Seeds for Africa: A Community Center in Tanzania, East Africa
The accompanying plates are a synthesis of three years of research, travel and implementation in and out of Africa. They express the cultural collision / infusion between organic African architecture and Western and Middle Eastern influences. They also represent the proposed and ongoing construction of a community center prototype in Kijungu, Tanzania, a settlement recently "villagized" by government mandate. This project has been a vehicle to explore the Tanzanian village as a filter of cultural influences through which the vernacular is evolving. The plates and the project should be viewed as a mitigator of short-sighted government intervention as well as a proposed step in the ideal evolution of a village.
This project is concerned, in the broadest sense, with the process of villagization in Tanzania, the gathering together of dispersed and nomadic tribes which is seen by the government as an essential first step to rural development. The goal of villagization is unity, so that "Ujamaa"(Tanzanian socialism rooted in African communal traditions) can be lived out at the grass roots level. In the many areas where villagization has been imposed, this unity is incomplete. Instead of cohesive village organisms living out the principles of "Ujamaa" in an enthusiastic march toward human development and social reform, there are diffuse settlements of families living in close proximity to one another but not in cooperation with each other. Where people are gathered but not cooperating, this is not village. A vehicle beyond ideology is needed to help create unity.
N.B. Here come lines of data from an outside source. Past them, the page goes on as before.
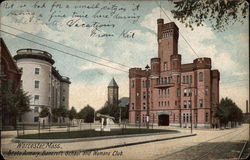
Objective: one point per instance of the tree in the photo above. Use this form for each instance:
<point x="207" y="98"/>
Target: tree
<point x="15" y="104"/>
<point x="44" y="112"/>
<point x="227" y="111"/>
<point x="60" y="112"/>
<point x="110" y="110"/>
<point x="87" y="113"/>
<point x="220" y="13"/>
<point x="72" y="113"/>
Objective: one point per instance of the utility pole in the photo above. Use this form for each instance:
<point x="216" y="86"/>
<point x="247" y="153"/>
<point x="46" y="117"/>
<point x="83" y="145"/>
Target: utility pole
<point x="147" y="91"/>
<point x="191" y="114"/>
<point x="190" y="107"/>
<point x="120" y="118"/>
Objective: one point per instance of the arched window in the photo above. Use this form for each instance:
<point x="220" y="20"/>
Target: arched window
<point x="200" y="77"/>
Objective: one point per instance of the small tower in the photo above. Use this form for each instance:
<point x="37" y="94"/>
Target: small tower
<point x="113" y="93"/>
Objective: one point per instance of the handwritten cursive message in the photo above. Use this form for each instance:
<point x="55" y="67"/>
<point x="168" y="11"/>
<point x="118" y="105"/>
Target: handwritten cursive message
<point x="102" y="19"/>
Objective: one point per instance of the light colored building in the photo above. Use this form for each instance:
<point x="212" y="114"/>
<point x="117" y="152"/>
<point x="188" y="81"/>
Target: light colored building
<point x="42" y="81"/>
<point x="178" y="93"/>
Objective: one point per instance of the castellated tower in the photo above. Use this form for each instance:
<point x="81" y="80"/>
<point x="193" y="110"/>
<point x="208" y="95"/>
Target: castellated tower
<point x="113" y="93"/>
<point x="178" y="94"/>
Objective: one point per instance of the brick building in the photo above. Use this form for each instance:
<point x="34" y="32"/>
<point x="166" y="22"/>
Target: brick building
<point x="176" y="91"/>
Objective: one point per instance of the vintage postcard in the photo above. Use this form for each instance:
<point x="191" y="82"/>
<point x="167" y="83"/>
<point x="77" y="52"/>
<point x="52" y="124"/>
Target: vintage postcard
<point x="161" y="80"/>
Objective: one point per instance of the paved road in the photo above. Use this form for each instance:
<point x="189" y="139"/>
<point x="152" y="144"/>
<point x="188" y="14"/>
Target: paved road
<point x="208" y="144"/>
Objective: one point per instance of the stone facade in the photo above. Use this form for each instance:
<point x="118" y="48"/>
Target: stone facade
<point x="43" y="83"/>
<point x="176" y="91"/>
<point x="113" y="93"/>
<point x="10" y="77"/>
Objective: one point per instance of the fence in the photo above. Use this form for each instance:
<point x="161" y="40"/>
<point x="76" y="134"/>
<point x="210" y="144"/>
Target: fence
<point x="39" y="128"/>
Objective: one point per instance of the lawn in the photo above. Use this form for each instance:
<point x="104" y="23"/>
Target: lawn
<point x="92" y="133"/>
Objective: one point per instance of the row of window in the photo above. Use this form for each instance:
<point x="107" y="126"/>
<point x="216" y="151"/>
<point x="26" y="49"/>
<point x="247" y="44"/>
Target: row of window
<point x="165" y="80"/>
<point x="185" y="79"/>
<point x="163" y="92"/>
<point x="163" y="103"/>
<point x="186" y="117"/>
<point x="188" y="103"/>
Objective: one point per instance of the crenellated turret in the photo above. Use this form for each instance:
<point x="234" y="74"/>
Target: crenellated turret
<point x="202" y="63"/>
<point x="176" y="62"/>
<point x="155" y="66"/>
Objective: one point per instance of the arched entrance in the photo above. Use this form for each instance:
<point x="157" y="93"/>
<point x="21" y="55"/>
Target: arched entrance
<point x="163" y="120"/>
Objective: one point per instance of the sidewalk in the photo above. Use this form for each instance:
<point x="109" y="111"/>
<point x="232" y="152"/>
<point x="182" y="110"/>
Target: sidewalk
<point x="92" y="144"/>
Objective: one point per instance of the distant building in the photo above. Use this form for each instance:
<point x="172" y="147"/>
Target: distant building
<point x="10" y="77"/>
<point x="113" y="93"/>
<point x="42" y="81"/>
<point x="177" y="91"/>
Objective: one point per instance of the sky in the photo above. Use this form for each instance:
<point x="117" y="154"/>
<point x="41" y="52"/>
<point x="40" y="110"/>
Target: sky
<point x="123" y="32"/>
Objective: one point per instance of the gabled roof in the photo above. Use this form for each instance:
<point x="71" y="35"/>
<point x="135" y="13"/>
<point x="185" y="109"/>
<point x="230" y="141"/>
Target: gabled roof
<point x="113" y="83"/>
<point x="7" y="55"/>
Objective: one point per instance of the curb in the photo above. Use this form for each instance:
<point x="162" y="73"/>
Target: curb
<point x="16" y="140"/>
<point x="134" y="143"/>
<point x="128" y="144"/>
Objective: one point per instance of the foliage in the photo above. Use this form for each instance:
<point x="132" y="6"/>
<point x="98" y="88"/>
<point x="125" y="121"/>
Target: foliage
<point x="87" y="113"/>
<point x="220" y="13"/>
<point x="44" y="112"/>
<point x="15" y="103"/>
<point x="59" y="112"/>
<point x="115" y="112"/>
<point x="227" y="111"/>
<point x="72" y="113"/>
The proposed solution to the problem of unity was the construction of a community center (with local labor and materials) where village economy, culture, and education could take place. The center provides community identity and a sense of "placeness" necessary for cooperation and cohesion in village life. It also mitigates the social and environmental upheaval created by villagization and has the potential to reestablish a balance between culture, technology and the natural environment. It is hoped that in time this "seed" of three cultures will act as a reference for community development and as a model for an evolving vernacular.